The HIPAA Privacy Rule establishes national standards for the protection of individually identifiable health information that can be linked to a particular person. The HIPAA Security Rule, on the other hand, establishes national standards for protecting ePHI, particularly how it’s transmitted, maintained, or stored.
For your healthcare facility to be HIPAA-compliant, you must fulfill specific requirements. For the most part, you must ensure that physical, administration, and technical safeguards are put in place and adhered to, as follows:
Require User Authentication
User authentication is the process of verifying the identity of a user before accessing a mobile device and the information stored in it. One of the ways to secure ePHI is to ensure that mobile devices are configured to require user passwords, passcodes, or personal identification number (PIN) to gain access. Doing so can help to prevent unauthorized users from gaining access to devices, which can help to restrict access to ePHI.
It’s vital that you buy and install an encryption tool for mobile devices that are used to access ePHI. In the event that any of the devices is stolen or lost, encryption makes it impossible to read the information stored on the device.

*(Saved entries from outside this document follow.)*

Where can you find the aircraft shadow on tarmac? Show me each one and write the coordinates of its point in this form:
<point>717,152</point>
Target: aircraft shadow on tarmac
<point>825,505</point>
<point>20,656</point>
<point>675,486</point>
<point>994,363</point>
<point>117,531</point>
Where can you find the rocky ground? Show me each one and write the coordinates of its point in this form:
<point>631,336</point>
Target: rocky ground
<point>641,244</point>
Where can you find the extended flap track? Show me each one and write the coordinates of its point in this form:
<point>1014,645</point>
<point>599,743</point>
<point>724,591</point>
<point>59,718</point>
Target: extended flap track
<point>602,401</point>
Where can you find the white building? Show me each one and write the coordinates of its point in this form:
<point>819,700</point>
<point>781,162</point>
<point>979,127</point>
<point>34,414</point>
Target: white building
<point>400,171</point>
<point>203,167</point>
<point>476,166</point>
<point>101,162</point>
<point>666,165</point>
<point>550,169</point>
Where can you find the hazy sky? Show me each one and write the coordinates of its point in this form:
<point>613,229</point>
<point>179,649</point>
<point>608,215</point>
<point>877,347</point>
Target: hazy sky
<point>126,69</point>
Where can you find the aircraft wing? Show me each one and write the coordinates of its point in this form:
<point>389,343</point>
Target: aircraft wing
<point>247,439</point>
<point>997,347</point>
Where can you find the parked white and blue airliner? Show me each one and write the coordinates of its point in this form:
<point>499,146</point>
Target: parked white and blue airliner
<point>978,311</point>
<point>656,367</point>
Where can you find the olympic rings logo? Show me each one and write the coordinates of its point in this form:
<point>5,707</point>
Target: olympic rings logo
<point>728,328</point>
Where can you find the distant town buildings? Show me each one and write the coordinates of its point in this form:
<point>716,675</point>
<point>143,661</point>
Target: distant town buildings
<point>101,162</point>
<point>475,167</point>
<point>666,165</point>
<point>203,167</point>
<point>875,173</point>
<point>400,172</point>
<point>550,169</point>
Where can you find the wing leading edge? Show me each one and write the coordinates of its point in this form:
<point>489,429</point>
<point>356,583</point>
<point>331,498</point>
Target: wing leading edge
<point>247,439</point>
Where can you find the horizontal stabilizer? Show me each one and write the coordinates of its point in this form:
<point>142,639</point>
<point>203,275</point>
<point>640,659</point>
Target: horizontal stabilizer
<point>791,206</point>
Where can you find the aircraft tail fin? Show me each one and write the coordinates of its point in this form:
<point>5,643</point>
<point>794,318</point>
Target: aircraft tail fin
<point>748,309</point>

With some devices, it is recommended to enable encryption on device backups as well.
Update Your Security Software Regularly
Hackers usually take advantage of vulnerabilities in common applications such as browsers and operating systems. To keep your network safe, it’s vital that you keep your security software and operating systems up to date. By doing so, you’ll also prevent unauthorized access to ePHI on or through your mobile devices.
Here are some of the physical safeguards to adhere to:
- You must implement facility access controls to limit access to facilities where ePHI is stored.
- You must implement policies that restrict the use of workstations.
- You must implement policies and procedures o manage how ePHI is removed from mobile devices after a user leaves the organization.
- You must maintain an inventory of all hardware before its relocated, and a retrievable precise copy of ePHI must be made before the move.
- You must conduct risk assessments to establish ways in which breaches of ePHI can occur.
- You must introduce a risk management policy to ensure employees comply with HIPAA regulations.
- You must train employees to raise awareness of the policies and procedures governing ePHI.
- You must develop a contingency plan that can be rolled out in case of an emergency.
- You must restrict 3rd-party access to ePHI.
- You must report any security incidents once they occur.
Besides adhering to the above HIPAA requirements for compliance, there are various other best practices for keeping ePHI data secure on mobile devices. They include:
- Install and activate remote disabling and/or remote wiping to ensure that all ePHI is removed from the device in case it is stolen or lost.
- Avoid using file-sharing applications and make use of MDM software that helps to containerize ePHI and prevents data copy.
- Research mobile applications thoroughly before downloading.
- Avoid using public Wi-Fi network when sending and receiving ePHI and only use a Virtual Private Network instead.
The implementation of mobile devices will undoubtedly add a lot of value to your organization on the condition that the proper balance between usability and security is achieved. Taking the right measures to keep ePHI data secure shouldn’t be a matter of meeting compliance only. It should also be a matter of safeguarding the integrity of your patients and your organization at large.